Polysaccharide K May Combat Multiple Sclerosis
Let me preface this article by saying I am not a medical expert of any sort. I recently saw an interesting article claiming Polysaccharide K could inhibit or reverse several kinds of cancer. I looked briefly into the academic literature on this, which was confirmatory, and while trying to understand the immune response to this compound I hypothesized it might help out in MS prevention. I found an article which might add weight to that theory. The intended output of this article is not to argue that there is a research need with respect to further investigation of the effect of Polysaccharide K on MS.
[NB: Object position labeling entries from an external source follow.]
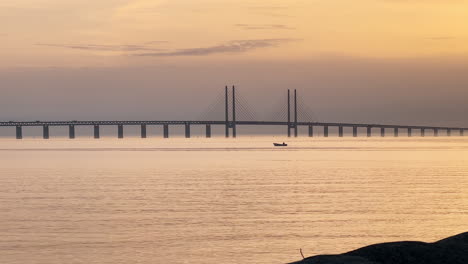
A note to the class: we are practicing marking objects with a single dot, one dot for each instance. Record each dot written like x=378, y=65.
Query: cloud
x=236, y=46
x=441, y=38
x=148, y=46
x=264, y=26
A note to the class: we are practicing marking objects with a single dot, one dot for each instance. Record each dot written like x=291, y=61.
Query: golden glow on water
x=224, y=201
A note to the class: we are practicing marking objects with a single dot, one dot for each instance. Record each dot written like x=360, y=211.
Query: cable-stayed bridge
x=231, y=110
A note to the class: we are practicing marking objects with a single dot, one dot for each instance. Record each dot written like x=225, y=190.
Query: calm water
x=224, y=201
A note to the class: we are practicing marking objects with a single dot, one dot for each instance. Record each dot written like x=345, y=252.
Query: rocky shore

Articles confirming Polysaccharide K, also known as OK-432 as anticarcinogenic:
- https://www.ncbi.nlm.nih.gov/pubmed/12168863
- https://www.ncbi.nlm.nih.gov/pubmed/17106715
- https://www.ncbi.nlm.nih.gov/pmc/articles/PMC3253283/
The third article gives a good reason to hypothesize polysaccharide K as beneficial for MS. How does polysaccharide K provide a boost to the immune system? In the third article, Maehara et al state that they know of some \"antitumor immune responses including maturation of dendritic cells, correction of Th1/Th2 imbalance, and promotion of interleukin-15 production by monocytes\"
It's the T helper cells which link this as a potential MS antipathogen. In a 2005 paper from Lull et al, we read:
Many diseases such as leprosy, allergy, multiple sclerosis, and responses to immunotoxic agents have pathology associated with aberrant TH1 and TH2 polarization.
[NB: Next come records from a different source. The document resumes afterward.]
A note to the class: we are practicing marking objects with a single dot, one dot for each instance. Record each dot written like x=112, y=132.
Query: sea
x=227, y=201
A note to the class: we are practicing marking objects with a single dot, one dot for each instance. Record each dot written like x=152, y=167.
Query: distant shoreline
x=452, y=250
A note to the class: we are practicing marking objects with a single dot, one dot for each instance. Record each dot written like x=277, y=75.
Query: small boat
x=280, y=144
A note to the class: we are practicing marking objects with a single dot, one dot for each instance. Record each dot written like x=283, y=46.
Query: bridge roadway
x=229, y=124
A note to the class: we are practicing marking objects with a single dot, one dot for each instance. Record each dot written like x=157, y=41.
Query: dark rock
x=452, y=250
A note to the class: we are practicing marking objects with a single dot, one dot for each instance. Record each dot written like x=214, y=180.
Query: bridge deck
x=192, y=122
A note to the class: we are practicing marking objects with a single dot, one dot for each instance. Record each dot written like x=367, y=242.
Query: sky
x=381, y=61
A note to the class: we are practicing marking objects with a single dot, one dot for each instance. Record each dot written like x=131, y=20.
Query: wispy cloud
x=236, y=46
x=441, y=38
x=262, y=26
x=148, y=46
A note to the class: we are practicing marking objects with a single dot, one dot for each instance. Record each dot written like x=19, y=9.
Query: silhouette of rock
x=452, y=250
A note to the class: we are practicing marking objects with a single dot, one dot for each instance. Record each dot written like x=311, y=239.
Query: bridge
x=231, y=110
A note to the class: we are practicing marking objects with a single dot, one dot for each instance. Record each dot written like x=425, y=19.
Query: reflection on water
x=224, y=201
The Lull paper mentions polysaccharide K directly, but doesn't point to the immunomodulating property of that compound. Instead they just note that it \"might be associated\" with dendritic cell maturation, which has elsewhere been well established, but would only constitute a nonspecific response to MS. The Lull paper also discusses other polysaccharides other than polysaccharide K, and they suggest that a multi-polysaccharide approach, or perhaps even a whole-food approach using certain mushrooms, could be a comparatively strong treatment to isolating a single polysaccharide:
There are several reports of mushrooms containing more than one polysaccharide with antitumor activity. The responses to different polysaccharides are likely to be mediated by different cell surface receptors, which may be present only on specific subsets of cells and may trigger distinct downstream responses. A combination of such responses involving different cell subsets could conceivably provide greater tumor inhibition than could be induced by a single polysaccharide .
I appreciate the whole food theory and I think it's worth research as an MS treatment as well, but it seems relatively indirect, and therefore non-potent in expectation, for the specific treatment of T cell imbalance.
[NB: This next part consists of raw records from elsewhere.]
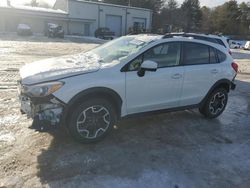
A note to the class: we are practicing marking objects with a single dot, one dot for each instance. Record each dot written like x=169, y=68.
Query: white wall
x=97, y=12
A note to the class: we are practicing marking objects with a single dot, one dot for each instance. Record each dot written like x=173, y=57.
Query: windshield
x=120, y=48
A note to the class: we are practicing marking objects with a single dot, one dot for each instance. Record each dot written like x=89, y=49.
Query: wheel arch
x=97, y=92
x=223, y=83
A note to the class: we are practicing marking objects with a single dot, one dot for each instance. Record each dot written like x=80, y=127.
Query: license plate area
x=25, y=105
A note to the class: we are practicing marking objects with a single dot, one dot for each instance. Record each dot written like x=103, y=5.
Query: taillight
x=235, y=66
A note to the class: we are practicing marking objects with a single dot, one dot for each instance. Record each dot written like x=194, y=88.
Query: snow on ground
x=173, y=150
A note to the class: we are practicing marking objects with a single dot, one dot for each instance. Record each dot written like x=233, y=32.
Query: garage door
x=114, y=23
x=140, y=22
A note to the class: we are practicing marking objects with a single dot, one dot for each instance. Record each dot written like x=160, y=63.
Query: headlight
x=42, y=90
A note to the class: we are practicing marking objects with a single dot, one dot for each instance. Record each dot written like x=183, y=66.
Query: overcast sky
x=209, y=3
x=213, y=3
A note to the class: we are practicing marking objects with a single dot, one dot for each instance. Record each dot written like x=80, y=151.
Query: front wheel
x=92, y=120
x=215, y=103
I have established that polysaccharide K, known as an anticarcinogen, is also a candidate treatment for multiple sclerosis, but it's not yet medically recognized in the USA and in Japan it's prescribed for cancer, so how does one go about obtaining polysaccharide K? As far as I'm aware, it's not available anywhere over the counter. I don't know about Japanese medical law. Maybe you could talk a doctor into prescribing it even though MS is not the typical use case. Finally, you could wait for a research trial to happen and then enroll in that.
The good news is that polysaccharide K seems to have low side effects, so even if the benefit is small, the health-cost, as opposed to the financial cost, also seems small and low risk.
Getting polysaccharide K directly doesn't seem super workable, but this compound is extracted from a certain mushroom, and we earlier said there is some reason to think that ingesting the mushroom directly might be helpful, if to a lesser degree than the isolate. Here we find more good news:
Polysaccharide K, also known as PSK or by the trade name Krestin, comes from the mycelium varieties Trametes versicolor (also known as Coriolus versicolor or turkey tail mushroom).
Googling around for some of the above terms indicates that the mushrooms is legal, cheap, and plentiful. Walmart cells a bottle of 120 capsules of 1000mg each for about $20 on the cheaper end. On the more expensive side, Pine Street Clinic cells a 120 capsule bottle for $70, and notes that their product is made of biomass, not just extract. They state:
Coriolus versicolor can generally be used in two forms: extract and biomass. Most Corioluson the market is an extract, but current science increasingly suggests that biomass is superior because it also incorporates important immune-enhancing enzyme activity, such as superoxide dismutase, peroxidase, glucoamylase, and protease activities, which are not detected in the extracted forms of mushrooms.
This Coriolus mushroom powder is from mycelial biomass.
In conclusion, polysaccharide K, and perhaps some other fungal polysaccharides, should be further explored for MS suitability, but interested patients may go ahead and try the less potent whole-food approach by ingesting turkey tail mushrooms directly, legally, cheaply, and with low risk and low magnitude of expected side effect.